Ultimately, Fallujah did not have the impact of Tet or Dien Bien Phu but did increase sympathy for the insurgents, both within Iraq and elsewhere in the Islamic world. It also had a polarizing effect, eroding the number of neutrals among the Iraqi public and driving the majority into one camp or the other. Even in the United States, the furor of the April 2004 battles increased criticism of the counterinsurgency strategy and was the beginning of a long decline in public and congressional support for American involvement. As always, trends and expectations were central in the evolution of the insurgency. Politically and psychologically at least, Fallujah was an insurgent victory, creating a sense among the insurgents and their supporters that victory was possible, and raising the idea within the United States that defeat could happen. (p. 44; my emphasis)
Fourth forces in insurgency were unarmed nonstate organizations which affected the conduct and outcome of the conflict. They include international organizations, nongovernmental organizations involved in relief and reconstruction, private voluntary organizations, the international media, and international finance and business (which influence the conflict by deciding to invest or not invest in the country).
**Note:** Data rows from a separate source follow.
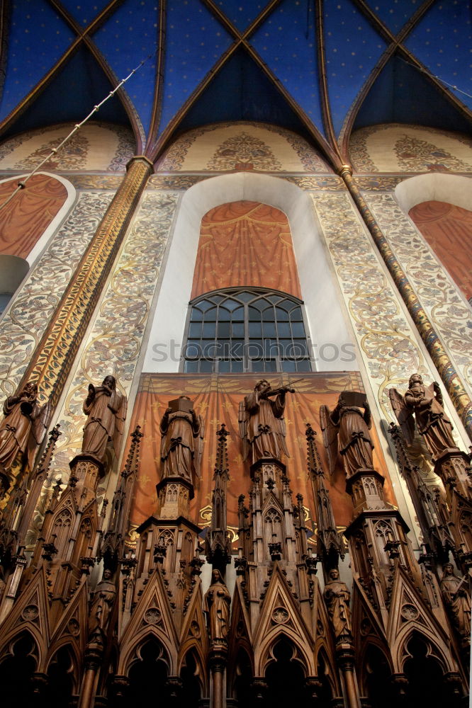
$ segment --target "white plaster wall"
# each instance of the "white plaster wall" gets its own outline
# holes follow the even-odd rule
[[[422,202],[447,202],[463,209],[472,209],[472,178],[433,173],[417,175],[400,182],[395,188],[398,204],[407,214]]]
[[[269,204],[287,215],[312,345],[317,345],[315,352],[327,344],[335,345],[338,350],[338,356],[332,361],[318,357],[314,365],[315,370],[357,370],[355,359],[344,360],[349,357],[341,350],[343,345],[352,345],[353,338],[339,304],[335,276],[326,257],[309,195],[286,180],[247,173],[205,180],[191,187],[184,195],[167,256],[143,370],[162,373],[179,370],[180,348],[176,355],[172,356],[171,343],[180,348],[185,334],[202,217],[220,204],[240,200]],[[157,346],[164,353],[157,354],[153,350]],[[326,348],[326,352],[331,358],[335,350]]]

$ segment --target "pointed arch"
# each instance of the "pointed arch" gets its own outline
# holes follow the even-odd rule
[[[358,677],[361,695],[371,699],[376,708],[378,704],[376,700],[380,698],[376,692],[377,686],[383,680],[390,680],[393,673],[391,657],[386,651],[386,647],[382,646],[377,637],[370,637],[359,657]],[[383,699],[385,702],[385,695]]]
[[[269,204],[284,212],[288,217],[307,315],[307,335],[311,332],[312,341],[318,346],[329,342],[336,345],[339,351],[339,358],[332,361],[319,361],[318,370],[355,369],[355,359],[347,361],[341,354],[342,346],[347,343],[351,346],[354,339],[351,330],[347,329],[337,285],[331,276],[324,239],[315,220],[310,195],[284,179],[240,172],[199,182],[187,190],[182,198],[143,370],[159,373],[179,370],[179,360],[171,353],[175,350],[175,343],[184,341],[201,219],[218,205],[241,200]],[[179,287],[176,287],[176,282]],[[329,318],[320,307],[320,298],[330,303]],[[172,317],[169,316],[171,311]],[[167,353],[164,360],[162,357],[156,358],[151,343],[155,342],[161,343],[159,348]]]
[[[264,676],[269,663],[276,661],[274,654],[276,645],[285,638],[293,646],[293,653],[290,661],[298,662],[303,668],[305,677],[315,675],[313,653],[300,641],[300,636],[291,627],[276,627],[269,632],[254,651],[254,675]]]
[[[40,666],[40,645],[25,629],[11,637],[0,651],[2,704],[28,705],[33,698],[30,679]]]
[[[208,695],[206,662],[201,656],[197,643],[187,649],[179,662],[180,676],[186,697],[186,703],[196,706],[199,700]]]
[[[456,667],[446,644],[429,627],[418,624],[409,623],[398,633],[392,647],[392,660],[395,673],[403,673],[405,663],[411,654],[408,646],[412,639],[419,638],[427,646],[427,656],[435,658],[443,673],[455,671]]]
[[[176,674],[175,660],[173,658],[173,657],[176,657],[175,646],[159,627],[147,624],[140,632],[138,632],[133,636],[129,637],[126,644],[120,647],[118,668],[118,673],[120,675],[128,676],[132,667],[137,662],[142,661],[140,654],[141,649],[150,641],[156,642],[162,646],[162,652],[160,660],[166,664],[167,674],[169,675]]]

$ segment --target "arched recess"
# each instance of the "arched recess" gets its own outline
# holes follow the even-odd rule
[[[254,696],[252,687],[254,671],[252,662],[246,649],[240,648],[235,661],[228,665],[230,690],[228,695],[238,702],[238,705],[250,705]]]
[[[371,708],[394,708],[385,687],[390,681],[392,668],[385,652],[374,642],[369,642],[359,662],[361,695],[369,700]]]
[[[330,651],[323,643],[315,651],[316,678],[320,682],[321,686],[317,691],[320,699],[327,702],[334,696],[339,696],[341,687],[339,684],[339,673],[332,658],[333,652]]]
[[[305,679],[307,666],[299,650],[286,636],[281,636],[271,648],[264,668],[267,684],[266,705],[303,704],[307,695]]]
[[[5,708],[31,704],[31,680],[38,669],[39,656],[38,645],[28,632],[16,636],[0,654],[1,703]]]
[[[274,648],[277,644],[283,641],[290,645],[291,656],[289,661],[296,661],[303,667],[305,677],[315,675],[315,661],[313,653],[308,642],[304,646],[300,641],[300,637],[291,627],[279,626],[274,627],[264,637],[260,645],[254,647],[254,675],[264,676],[270,663],[277,661],[274,655]]]
[[[150,635],[135,648],[128,666],[128,701],[136,705],[151,705],[156,696],[162,696],[169,675],[170,663],[162,644]]]
[[[0,181],[0,205],[26,176]],[[75,188],[68,180],[38,172],[0,212],[0,253],[25,258],[31,266],[68,215],[75,198]]]
[[[47,683],[44,704],[49,708],[63,708],[79,693],[80,662],[75,647],[66,644],[55,651],[46,671]]]
[[[186,708],[198,708],[201,698],[207,695],[205,662],[201,661],[196,648],[189,649],[184,656],[180,678]]]
[[[0,180],[0,205],[25,176]],[[75,198],[68,180],[38,172],[0,211],[0,316],[68,215]]]
[[[28,261],[18,256],[0,254],[0,316],[30,269]]]
[[[337,346],[339,352],[339,358],[335,360],[319,360],[316,363],[317,370],[357,368],[355,360],[344,361],[340,353],[341,346],[352,344],[354,338],[346,324],[347,316],[340,304],[338,286],[325,254],[310,195],[286,180],[237,173],[200,182],[191,187],[182,198],[143,370],[159,372],[179,370],[179,348],[184,337],[202,217],[218,205],[239,200],[268,204],[287,215],[308,329],[312,343],[318,348],[315,354],[323,344],[327,343]],[[159,348],[158,357],[155,355],[157,346]],[[164,352],[164,355],[161,352]]]
[[[437,252],[429,243],[430,239],[427,239],[422,233],[421,228],[416,224],[413,215],[410,212],[413,207],[427,202],[445,202],[459,207],[461,210],[467,210],[470,212],[472,205],[472,179],[458,175],[439,173],[417,175],[398,184],[395,188],[395,194],[400,206],[412,219],[417,231],[427,244],[428,248],[448,271],[451,280],[457,288],[458,293],[464,299],[470,302],[469,290],[464,290],[460,286],[463,276],[467,278],[467,271],[469,271],[469,274],[472,272],[470,244],[464,244],[462,248],[458,249],[458,244],[456,244],[454,246],[452,241],[453,234],[448,235],[446,233],[442,239],[439,250]],[[465,229],[463,227],[461,230],[466,232],[468,228],[468,222]],[[448,246],[450,250],[448,250]],[[457,262],[460,262],[460,265],[457,265]]]
[[[415,643],[417,641],[423,643],[427,647],[427,656],[434,658],[443,673],[456,670],[456,666],[453,662],[449,648],[440,636],[435,636],[430,629],[426,627],[422,627],[420,629],[417,627],[405,627],[403,631],[400,630],[395,646],[390,648],[393,673],[403,673],[405,663],[414,656],[414,653],[410,651],[410,643],[412,639]]]
[[[403,670],[408,680],[410,704],[415,706],[422,702],[429,708],[442,708],[447,697],[444,677],[446,668],[434,651],[435,647],[422,635],[414,632],[405,648],[408,654]]]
Both third and fourth forces played a central role in Iraq: al Jazeera and other Arab and Iranian broadcasting organizations played a major role in shaping public opinion in Iraq, in the region, and in other parts of the world. But neither the U.S. military nor CPA had effective programs to deal with them. Doctrine offered little guidance on how to do so.(p. 47; my emphasis)
Moreover, contemporary insurgencies, particularly "Iraqi model" ones, are even more adept than their forebears at manipulating the psychological effects of violence. Many of the armed actions of Cold War era insurgencies took place in isolated areas, so the psychological and political impact was limited to audiences in the immediate vicinity. Now with the Internet, satellite television networks, and cheap digital video cameras, the audience for insurgent violence is immediate and extensive. Even more than in the past, contemporary insurgency is "armed theater." In addition, modern insurgency is shaped by the role of third and fourth forces. In Iraq, for instance, criminal gangs have worked with the insurgents on kidnappings, killings, and sabotage. Sectarian militias and death squads shape the conflict. The international media — whether intentionally or not — amplify insurgent psychological operations. But American counterinsurgency strategy and doctrine have not addressed the important role of third and fourth forces. It does not indicate how to think about them or what to do with them. (pp. 77-8; my emphasis)
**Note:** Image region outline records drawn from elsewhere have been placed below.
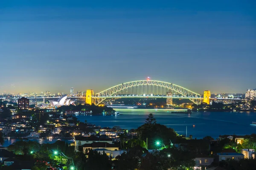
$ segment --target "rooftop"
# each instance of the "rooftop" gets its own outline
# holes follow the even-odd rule
[[[244,154],[236,152],[224,152],[221,153],[217,153],[217,155],[227,155],[230,156],[244,156]]]
[[[93,142],[91,144],[85,144],[83,147],[119,147],[119,146],[115,144],[110,144],[108,142]]]
[[[112,139],[107,136],[105,135],[100,136],[99,137],[97,137],[92,136],[90,137],[84,137],[81,136],[75,136],[75,140],[77,141],[112,141]]]

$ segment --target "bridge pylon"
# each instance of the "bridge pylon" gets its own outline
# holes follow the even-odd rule
[[[92,96],[93,96],[93,91],[92,89],[87,89],[86,90],[86,98],[85,99],[85,103],[92,105],[93,102],[93,98]]]
[[[204,91],[204,103],[206,103],[208,105],[210,104],[210,98],[211,98],[211,92],[210,91]]]

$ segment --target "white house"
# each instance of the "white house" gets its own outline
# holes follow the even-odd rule
[[[195,162],[195,166],[194,167],[194,170],[201,170],[202,166],[209,166],[214,160],[214,158],[209,157],[207,156],[197,156],[194,159]]]
[[[90,137],[76,136],[75,136],[74,141],[75,151],[76,152],[79,150],[82,150],[82,148],[79,150],[79,147],[82,147],[82,146],[84,144],[91,144],[93,142],[107,142],[109,144],[113,143],[113,140],[111,138],[103,135],[99,136],[92,136]]]
[[[241,153],[244,155],[244,158],[249,159],[250,158],[255,159],[255,154],[254,149],[241,149]]]
[[[219,162],[226,160],[227,159],[233,159],[239,160],[244,158],[244,155],[242,153],[216,153],[217,160]]]

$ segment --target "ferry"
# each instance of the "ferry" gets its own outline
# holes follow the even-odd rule
[[[256,126],[256,122],[253,122],[252,124],[250,125],[251,126]]]
[[[120,113],[120,112],[115,112],[115,114],[116,115],[119,115],[119,113]]]

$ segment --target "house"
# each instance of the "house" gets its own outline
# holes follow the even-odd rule
[[[12,131],[15,131],[16,127],[11,125],[6,126],[3,128],[3,133],[5,134],[10,133]]]
[[[235,138],[235,140],[237,142],[237,144],[242,144],[245,138],[248,138],[248,135],[239,136],[239,135],[221,135],[218,137],[218,140],[221,141],[224,139],[227,138],[230,140],[233,140],[233,138]]]
[[[111,138],[115,138],[116,133],[112,131],[101,131],[99,132],[100,135],[106,135]]]
[[[216,162],[220,162],[227,159],[233,159],[239,160],[244,158],[244,155],[242,153],[235,152],[224,152],[217,153],[215,155]]]
[[[10,158],[13,158],[15,156],[12,152],[10,152],[4,149],[0,149],[0,162],[2,163],[3,161]]]
[[[112,144],[112,139],[105,135],[96,136],[92,136],[90,137],[83,137],[81,136],[76,136],[74,137],[75,140],[75,151],[78,151],[79,150],[79,147],[82,147],[82,146],[85,144],[91,144],[93,142],[107,142]],[[82,150],[82,147],[81,150]]]
[[[195,166],[194,167],[194,169],[201,169],[202,166],[210,165],[213,162],[214,158],[208,155],[200,154],[196,156],[194,160],[195,162]]]
[[[100,129],[99,130],[101,132],[102,131],[110,131],[110,130],[112,130],[112,129],[110,128],[105,127],[105,128],[102,128],[101,129]]]
[[[40,125],[38,128],[38,133],[45,132],[47,130],[47,127],[45,126]]]
[[[55,128],[54,129],[53,129],[51,131],[51,133],[52,135],[55,135],[55,134],[60,134],[61,132],[61,131],[62,129],[61,128]]]
[[[117,150],[119,146],[115,144],[109,144],[108,142],[93,142],[90,144],[83,144],[83,151],[84,153],[86,153],[86,149],[95,150],[96,149],[106,149],[109,150]]]
[[[255,159],[255,155],[254,154],[255,153],[254,149],[241,149],[241,153],[244,155],[244,159],[247,158],[249,159],[250,158]]]
[[[3,162],[4,165],[13,170],[31,170],[34,165],[32,161],[22,161],[15,158],[8,158]]]
[[[120,156],[123,153],[125,153],[126,152],[123,150],[110,150],[105,148],[95,149],[93,150],[96,150],[101,154],[103,154],[103,152],[104,152],[109,157],[111,156],[112,159],[115,158],[116,156]]]

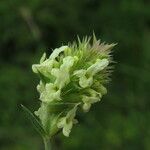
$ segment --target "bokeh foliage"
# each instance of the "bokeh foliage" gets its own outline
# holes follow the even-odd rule
[[[150,149],[150,2],[148,0],[0,1],[0,149],[40,150],[20,104],[39,105],[31,65],[41,54],[91,35],[117,42],[108,95],[85,115],[65,150]]]

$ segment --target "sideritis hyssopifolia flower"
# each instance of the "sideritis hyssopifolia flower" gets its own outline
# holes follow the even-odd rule
[[[32,70],[40,77],[37,90],[41,105],[35,112],[47,137],[62,130],[69,136],[78,121],[78,109],[88,112],[107,93],[111,71],[111,49],[93,36],[61,46],[49,57],[44,53]]]

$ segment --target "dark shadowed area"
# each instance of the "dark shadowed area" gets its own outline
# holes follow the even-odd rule
[[[0,0],[0,150],[43,150],[20,104],[39,107],[31,65],[44,51],[95,32],[118,43],[108,94],[78,115],[58,150],[150,149],[150,2],[148,0]]]

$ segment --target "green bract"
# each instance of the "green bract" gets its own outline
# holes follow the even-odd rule
[[[44,53],[40,64],[32,66],[39,75],[41,106],[35,114],[48,136],[62,129],[69,136],[76,112],[89,111],[92,104],[107,93],[105,84],[111,69],[110,52],[115,44],[100,43],[93,37],[54,49],[49,58]]]

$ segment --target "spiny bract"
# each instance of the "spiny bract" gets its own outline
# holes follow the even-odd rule
[[[61,129],[69,136],[77,123],[77,109],[89,111],[107,93],[104,85],[109,79],[114,46],[100,43],[95,36],[93,42],[86,37],[54,49],[48,58],[44,53],[40,64],[32,66],[41,79],[37,86],[41,106],[35,114],[49,136]]]

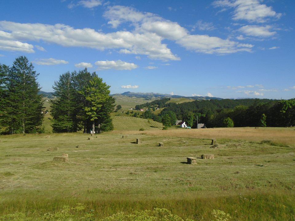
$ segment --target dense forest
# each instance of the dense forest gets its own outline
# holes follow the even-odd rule
[[[2,133],[42,133],[44,117],[42,92],[38,74],[26,57],[12,67],[0,64],[0,129]],[[112,130],[110,114],[115,99],[110,86],[87,69],[67,72],[54,83],[50,100],[51,126],[55,132],[99,133]]]
[[[164,105],[160,101],[153,102],[143,105],[153,107],[159,103],[166,107],[159,116],[155,116],[148,109],[142,117],[145,118],[148,115],[168,126],[173,125],[173,121],[168,118],[170,120],[175,119],[172,113],[177,119],[185,120],[188,126],[193,128],[196,127],[197,118],[199,123],[205,123],[208,127],[295,125],[294,99],[223,99],[195,101],[179,104],[170,103]],[[148,114],[145,113],[147,112]]]

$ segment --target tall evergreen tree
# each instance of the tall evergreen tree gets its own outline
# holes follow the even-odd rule
[[[102,79],[95,76],[89,81],[89,85],[80,92],[88,102],[84,107],[86,114],[91,122],[92,133],[95,130],[95,125],[100,131],[112,127],[110,113],[115,107],[115,100],[109,96],[110,86],[102,82]],[[104,124],[103,128],[100,128]]]
[[[51,100],[52,126],[54,132],[76,132],[77,103],[73,79],[75,73],[69,72],[61,75],[59,80],[54,82],[53,88],[57,98]]]
[[[25,56],[16,58],[9,70],[1,123],[10,134],[42,132],[44,101],[38,94],[38,75]]]

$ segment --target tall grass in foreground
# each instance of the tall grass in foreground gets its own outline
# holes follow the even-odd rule
[[[188,200],[159,199],[145,200],[143,199],[131,201],[118,199],[112,200],[98,200],[88,201],[85,200],[80,201],[80,203],[82,204],[77,204],[79,203],[77,200],[70,197],[57,199],[53,201],[46,200],[32,201],[29,199],[23,199],[21,202],[11,201],[8,204],[1,202],[0,209],[2,213],[0,215],[2,216],[0,221],[86,221],[101,219],[106,221],[164,220],[152,218],[151,214],[153,214],[153,212],[152,211],[156,207],[167,208],[171,211],[171,215],[175,215],[169,216],[171,219],[165,219],[170,221],[181,221],[180,218],[177,218],[176,215],[183,220],[189,219],[200,221],[227,220],[215,219],[214,214],[212,214],[214,210],[224,211],[225,214],[230,214],[232,219],[228,220],[295,220],[294,195],[254,194],[228,197],[215,196],[208,195],[206,199],[203,198]],[[135,212],[146,210],[150,211]],[[165,211],[167,212],[166,210]],[[219,212],[217,210],[215,211]],[[63,213],[64,214],[63,215]],[[120,213],[123,213],[108,218],[113,214]],[[168,215],[168,213],[165,214]],[[8,215],[10,214],[12,215]],[[123,214],[128,215],[124,217]],[[131,215],[132,214],[135,214],[135,216]],[[72,219],[64,219],[64,215],[65,215],[66,217],[65,217],[67,219],[71,218]],[[16,218],[18,217],[18,216],[20,217],[19,219],[17,219],[18,218]],[[22,219],[21,217],[23,217],[30,219]],[[45,219],[46,217],[47,219]],[[58,217],[59,219],[57,219]],[[132,217],[134,219],[131,219]],[[177,219],[173,219],[175,218]]]

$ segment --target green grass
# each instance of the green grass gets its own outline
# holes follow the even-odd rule
[[[119,116],[113,116],[112,118],[116,130],[138,130],[141,128],[159,130],[163,128],[163,124],[151,119]]]
[[[114,120],[129,120],[124,118]],[[212,219],[214,209],[234,220],[295,219],[293,147],[219,139],[213,149],[208,139],[140,133],[114,131],[90,140],[80,133],[0,136],[0,215],[36,217],[81,203],[96,219],[157,207],[196,220]],[[134,143],[137,138],[142,143]],[[75,147],[79,144],[86,146]],[[46,150],[51,146],[59,149]],[[63,153],[69,162],[53,161]],[[184,163],[203,153],[215,158]]]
We will hear much, much more about this whole notion of a failure of Will on the part of the wimpy American public over the Iraq War. The temptation for military officers to embrace the notion that public opinion can be controlled with the proper censorship and propaganda seems to be almost overwhelming.
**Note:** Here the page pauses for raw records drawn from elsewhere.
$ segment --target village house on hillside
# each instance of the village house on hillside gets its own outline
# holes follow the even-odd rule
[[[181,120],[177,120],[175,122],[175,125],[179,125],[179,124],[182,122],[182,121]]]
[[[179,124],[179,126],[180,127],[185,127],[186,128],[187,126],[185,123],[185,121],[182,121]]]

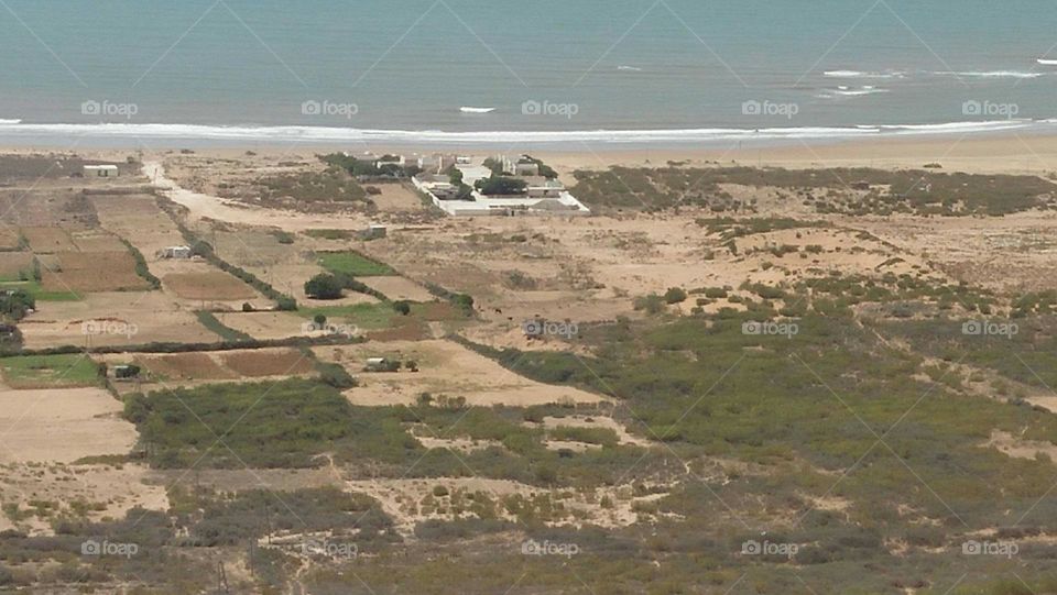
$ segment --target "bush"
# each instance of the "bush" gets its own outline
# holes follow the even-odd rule
[[[319,379],[335,388],[352,388],[359,385],[356,377],[340,364],[320,362],[316,368],[319,371]]]
[[[320,273],[305,282],[305,294],[315,299],[338,299],[344,284],[335,275]]]
[[[664,293],[664,301],[667,304],[678,304],[684,300],[686,300],[686,291],[680,287],[669,287]]]

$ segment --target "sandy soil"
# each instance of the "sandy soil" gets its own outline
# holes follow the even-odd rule
[[[69,463],[127,454],[137,432],[120,419],[121,409],[121,403],[101,388],[2,389],[0,462]]]
[[[50,520],[65,516],[100,521],[124,518],[140,507],[148,510],[167,510],[168,497],[162,485],[144,483],[150,471],[142,465],[123,463],[110,465],[65,465],[56,463],[8,463],[0,465],[0,500],[18,504],[25,518],[12,521],[0,518],[8,528],[26,530],[30,535],[53,535]],[[50,503],[45,515],[33,514],[30,500]],[[72,505],[86,511],[75,510]]]
[[[303,317],[291,312],[218,312],[215,315],[225,327],[244,332],[254,339],[285,339],[305,333]]]
[[[565,386],[552,386],[519,376],[492,360],[444,340],[368,342],[315,348],[319,359],[340,363],[359,377],[360,386],[346,392],[353,405],[413,404],[421,393],[435,397],[466,397],[470,405],[530,406],[547,403],[599,403],[606,397]],[[414,360],[418,372],[362,372],[368,357]]]
[[[79,301],[39,301],[37,310],[20,323],[28,348],[58,345],[129,345],[153,341],[203,343],[220,338],[203,327],[195,315],[162,291],[88,294]],[[86,322],[105,332],[85,334]]]

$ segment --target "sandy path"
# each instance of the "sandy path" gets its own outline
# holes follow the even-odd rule
[[[236,200],[195,192],[181,187],[165,176],[165,166],[159,161],[144,161],[143,175],[174,202],[190,210],[195,219],[215,219],[229,223],[275,227],[286,231],[306,229],[363,229],[369,221],[352,216],[307,214],[251,207]]]

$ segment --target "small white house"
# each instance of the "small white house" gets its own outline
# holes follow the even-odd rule
[[[117,165],[86,165],[85,177],[116,178],[118,177],[118,166]]]
[[[162,258],[186,260],[192,256],[190,246],[166,246],[163,247],[159,256]]]

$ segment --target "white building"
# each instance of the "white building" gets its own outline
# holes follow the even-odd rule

For here, I'll just say some mistaken assumptions are being made about this and bad "lessons" drawn, even among many military analysts and the officer corps. This is bound to cause problems in the future. Certainly it's possible to make realistic assumptions about US public opinion when it comes to wars. But this theme of the public Will is already strong enough that people who don't like being bamboozled should put on their critical-thinking hats immediately whenever the topic comes up in this context. Particularly if the military-theory phrase "center of gravity" is associated with it.